Referendum Timing

Now the Supreme Court has cleared the sale of Mighty River Power, I expect the taxpayer funded gathering of petition signatures will be presented to Parliament, and Labour and Greens will call for no partial sales to occur until after the referendum.

The response to that should be when will Labour and Greens vote to repeal or amend the anti-smacking law, which 85%  of New Zealanders rejected in a referendum? You can’t claim referenda should triumph over election results in one case, but not in another.

Anyway what is the possible timing of the waste of money that Labour and Greens have forced on us. It is appalling that the Greens used taxpayer funding to hire peopel to collect signatures. CIRs are meant to be about citizens petitioning Parliament, not parliamentary parties using taxpayer funding to re litigate election results.

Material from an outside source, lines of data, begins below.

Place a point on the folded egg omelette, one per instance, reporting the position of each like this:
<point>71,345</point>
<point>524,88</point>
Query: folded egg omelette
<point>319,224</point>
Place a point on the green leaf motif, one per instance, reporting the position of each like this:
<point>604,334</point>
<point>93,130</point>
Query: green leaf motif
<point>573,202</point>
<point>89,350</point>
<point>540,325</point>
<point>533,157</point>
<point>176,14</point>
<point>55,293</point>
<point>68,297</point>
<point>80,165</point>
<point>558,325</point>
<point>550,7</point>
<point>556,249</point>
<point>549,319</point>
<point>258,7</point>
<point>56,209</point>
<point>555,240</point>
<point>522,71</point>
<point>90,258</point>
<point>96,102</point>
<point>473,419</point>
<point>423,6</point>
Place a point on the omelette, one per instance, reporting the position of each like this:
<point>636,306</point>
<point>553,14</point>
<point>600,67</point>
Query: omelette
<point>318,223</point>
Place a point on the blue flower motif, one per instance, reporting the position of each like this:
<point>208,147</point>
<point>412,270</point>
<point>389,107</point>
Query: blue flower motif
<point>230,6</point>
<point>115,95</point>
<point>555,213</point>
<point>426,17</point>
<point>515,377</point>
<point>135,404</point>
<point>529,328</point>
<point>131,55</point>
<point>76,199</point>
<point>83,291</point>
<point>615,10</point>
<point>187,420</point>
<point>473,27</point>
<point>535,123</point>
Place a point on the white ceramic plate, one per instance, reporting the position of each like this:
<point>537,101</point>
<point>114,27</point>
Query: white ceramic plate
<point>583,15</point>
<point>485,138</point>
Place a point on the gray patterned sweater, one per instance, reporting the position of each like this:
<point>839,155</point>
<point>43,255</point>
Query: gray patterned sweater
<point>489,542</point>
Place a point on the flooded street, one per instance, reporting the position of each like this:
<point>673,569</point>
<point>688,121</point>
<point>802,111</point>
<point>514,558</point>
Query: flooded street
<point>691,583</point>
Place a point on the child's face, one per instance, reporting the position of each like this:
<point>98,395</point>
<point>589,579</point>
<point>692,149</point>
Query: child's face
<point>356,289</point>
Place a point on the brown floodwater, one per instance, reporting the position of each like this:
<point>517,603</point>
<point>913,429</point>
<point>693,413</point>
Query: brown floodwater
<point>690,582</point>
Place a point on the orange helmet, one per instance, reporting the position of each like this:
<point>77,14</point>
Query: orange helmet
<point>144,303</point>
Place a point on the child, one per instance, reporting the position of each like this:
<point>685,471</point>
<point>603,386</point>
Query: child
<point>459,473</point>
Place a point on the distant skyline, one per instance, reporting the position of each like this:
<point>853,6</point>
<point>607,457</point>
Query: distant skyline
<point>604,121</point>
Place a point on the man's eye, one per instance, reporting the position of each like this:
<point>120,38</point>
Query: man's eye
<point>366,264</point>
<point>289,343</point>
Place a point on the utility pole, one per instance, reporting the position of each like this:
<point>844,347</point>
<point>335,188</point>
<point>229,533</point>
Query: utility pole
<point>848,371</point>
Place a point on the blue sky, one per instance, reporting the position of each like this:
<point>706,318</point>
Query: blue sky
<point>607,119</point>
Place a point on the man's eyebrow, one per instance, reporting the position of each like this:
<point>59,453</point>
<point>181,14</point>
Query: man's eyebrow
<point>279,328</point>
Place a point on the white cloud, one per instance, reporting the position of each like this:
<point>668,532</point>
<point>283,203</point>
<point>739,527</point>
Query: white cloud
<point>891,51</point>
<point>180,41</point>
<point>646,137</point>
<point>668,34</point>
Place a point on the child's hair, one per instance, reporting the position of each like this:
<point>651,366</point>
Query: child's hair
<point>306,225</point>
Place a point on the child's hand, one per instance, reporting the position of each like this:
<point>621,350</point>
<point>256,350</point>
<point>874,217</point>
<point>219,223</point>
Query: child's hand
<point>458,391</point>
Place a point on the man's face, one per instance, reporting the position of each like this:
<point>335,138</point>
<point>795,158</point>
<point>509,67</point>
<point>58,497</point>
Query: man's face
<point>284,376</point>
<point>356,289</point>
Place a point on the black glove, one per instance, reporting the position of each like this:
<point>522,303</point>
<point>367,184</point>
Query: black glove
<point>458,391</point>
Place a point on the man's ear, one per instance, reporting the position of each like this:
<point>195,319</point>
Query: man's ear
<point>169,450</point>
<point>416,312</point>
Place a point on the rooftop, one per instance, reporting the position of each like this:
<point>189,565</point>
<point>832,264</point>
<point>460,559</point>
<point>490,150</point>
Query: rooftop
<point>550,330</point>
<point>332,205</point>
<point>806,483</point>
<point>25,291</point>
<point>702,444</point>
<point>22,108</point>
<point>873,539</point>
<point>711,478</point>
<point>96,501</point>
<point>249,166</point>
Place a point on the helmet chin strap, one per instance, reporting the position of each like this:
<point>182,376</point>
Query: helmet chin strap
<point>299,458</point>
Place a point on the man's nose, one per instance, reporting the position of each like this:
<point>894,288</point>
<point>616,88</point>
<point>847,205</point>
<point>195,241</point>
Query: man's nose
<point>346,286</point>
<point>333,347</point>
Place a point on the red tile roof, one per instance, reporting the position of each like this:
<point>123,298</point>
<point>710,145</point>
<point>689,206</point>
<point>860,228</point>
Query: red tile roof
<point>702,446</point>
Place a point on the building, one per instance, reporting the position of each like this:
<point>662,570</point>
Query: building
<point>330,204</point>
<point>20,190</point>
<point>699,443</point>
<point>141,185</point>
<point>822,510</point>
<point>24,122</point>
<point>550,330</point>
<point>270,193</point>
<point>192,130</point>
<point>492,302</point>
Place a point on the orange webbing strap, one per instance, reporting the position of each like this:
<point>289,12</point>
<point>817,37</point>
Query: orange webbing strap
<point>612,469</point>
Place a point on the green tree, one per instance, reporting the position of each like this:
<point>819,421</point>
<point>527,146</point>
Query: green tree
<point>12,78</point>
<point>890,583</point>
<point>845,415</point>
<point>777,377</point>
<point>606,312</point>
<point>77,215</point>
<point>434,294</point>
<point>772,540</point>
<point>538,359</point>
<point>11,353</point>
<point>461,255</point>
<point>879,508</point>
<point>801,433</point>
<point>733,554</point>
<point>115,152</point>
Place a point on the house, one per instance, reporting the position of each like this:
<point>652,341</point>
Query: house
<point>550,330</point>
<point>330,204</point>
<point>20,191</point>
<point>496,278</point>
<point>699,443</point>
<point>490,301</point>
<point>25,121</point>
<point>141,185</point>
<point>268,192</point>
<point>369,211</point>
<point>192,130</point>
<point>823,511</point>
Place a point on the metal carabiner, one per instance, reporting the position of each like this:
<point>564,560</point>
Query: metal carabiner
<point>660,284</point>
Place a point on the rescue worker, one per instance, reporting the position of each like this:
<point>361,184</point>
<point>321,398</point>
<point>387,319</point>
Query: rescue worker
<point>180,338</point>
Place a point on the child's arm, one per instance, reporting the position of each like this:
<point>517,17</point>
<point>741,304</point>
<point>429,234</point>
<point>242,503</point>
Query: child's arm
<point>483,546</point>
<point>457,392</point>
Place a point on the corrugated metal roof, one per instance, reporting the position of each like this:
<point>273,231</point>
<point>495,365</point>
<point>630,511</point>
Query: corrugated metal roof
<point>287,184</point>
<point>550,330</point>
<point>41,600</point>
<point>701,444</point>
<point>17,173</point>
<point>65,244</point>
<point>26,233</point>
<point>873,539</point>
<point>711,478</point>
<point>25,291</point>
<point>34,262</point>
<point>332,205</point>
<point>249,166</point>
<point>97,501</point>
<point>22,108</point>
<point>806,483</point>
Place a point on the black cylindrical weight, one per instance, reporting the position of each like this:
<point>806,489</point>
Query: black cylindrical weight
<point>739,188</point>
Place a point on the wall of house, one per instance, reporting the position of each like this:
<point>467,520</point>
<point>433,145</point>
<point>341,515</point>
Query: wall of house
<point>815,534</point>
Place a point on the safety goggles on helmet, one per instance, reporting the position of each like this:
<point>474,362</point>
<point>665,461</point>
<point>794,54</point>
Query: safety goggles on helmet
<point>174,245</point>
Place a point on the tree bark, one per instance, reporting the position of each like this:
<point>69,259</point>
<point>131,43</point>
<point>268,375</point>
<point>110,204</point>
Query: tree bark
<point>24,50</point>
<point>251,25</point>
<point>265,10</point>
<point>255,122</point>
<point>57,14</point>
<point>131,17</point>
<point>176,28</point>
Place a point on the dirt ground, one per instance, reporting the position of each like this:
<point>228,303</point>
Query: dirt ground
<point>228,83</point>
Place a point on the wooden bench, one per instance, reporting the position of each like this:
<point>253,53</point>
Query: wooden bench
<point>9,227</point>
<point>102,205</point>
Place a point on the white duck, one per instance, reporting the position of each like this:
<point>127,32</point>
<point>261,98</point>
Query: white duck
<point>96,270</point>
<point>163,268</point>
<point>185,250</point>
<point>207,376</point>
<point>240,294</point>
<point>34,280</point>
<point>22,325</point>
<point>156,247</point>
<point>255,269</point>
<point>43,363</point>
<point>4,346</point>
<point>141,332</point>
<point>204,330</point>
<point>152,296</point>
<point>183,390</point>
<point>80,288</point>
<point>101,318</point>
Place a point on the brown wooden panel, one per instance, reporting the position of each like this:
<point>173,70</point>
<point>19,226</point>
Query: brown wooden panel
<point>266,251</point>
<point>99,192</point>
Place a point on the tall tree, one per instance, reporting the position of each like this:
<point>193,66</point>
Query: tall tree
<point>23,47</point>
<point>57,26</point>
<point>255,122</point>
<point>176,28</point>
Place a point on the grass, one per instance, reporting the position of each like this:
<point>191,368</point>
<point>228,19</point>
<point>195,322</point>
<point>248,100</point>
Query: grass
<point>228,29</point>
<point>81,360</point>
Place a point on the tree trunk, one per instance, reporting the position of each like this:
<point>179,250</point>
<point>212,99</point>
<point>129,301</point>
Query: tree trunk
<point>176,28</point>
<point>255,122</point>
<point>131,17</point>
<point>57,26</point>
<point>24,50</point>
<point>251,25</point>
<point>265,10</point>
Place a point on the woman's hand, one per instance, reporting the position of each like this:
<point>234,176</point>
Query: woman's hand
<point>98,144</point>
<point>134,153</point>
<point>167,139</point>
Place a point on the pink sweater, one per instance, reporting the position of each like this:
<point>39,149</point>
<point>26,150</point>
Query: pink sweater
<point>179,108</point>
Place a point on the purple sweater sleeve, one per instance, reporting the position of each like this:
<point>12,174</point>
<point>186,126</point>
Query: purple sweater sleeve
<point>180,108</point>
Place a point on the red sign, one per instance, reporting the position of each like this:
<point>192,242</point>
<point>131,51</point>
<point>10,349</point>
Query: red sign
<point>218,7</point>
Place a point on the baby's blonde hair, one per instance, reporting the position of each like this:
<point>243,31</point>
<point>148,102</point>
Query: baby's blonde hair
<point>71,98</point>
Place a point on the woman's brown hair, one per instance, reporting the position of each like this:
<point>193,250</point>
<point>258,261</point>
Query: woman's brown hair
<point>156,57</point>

The Clerk of the House has two months to audit the petition, estimate duplicate or invalid signatures and certify if it has made the 10% threshold. It will of course make it, as the taxpayer funded collectors make it easy to do. If presented in March 2013, then expect certification in May 2013.

If for some reason they do fall short, then they have two further months to collect more signatures and repeat the process. So resubmission would be by July 2013 and certification by September 2013.

If it is certified in May 2013, the Speaker announces it to the House and the Government has one month to decide when the referendum will be held. The referendum must be held within 12 months of the Speaker’s announcement so no later than May 2014.

75% of Parliament could delay the referendum beyond 12 months.

The referendum would almost certainly be a postal referendum, which will mean a three week voting period starting and finishing on a Friday.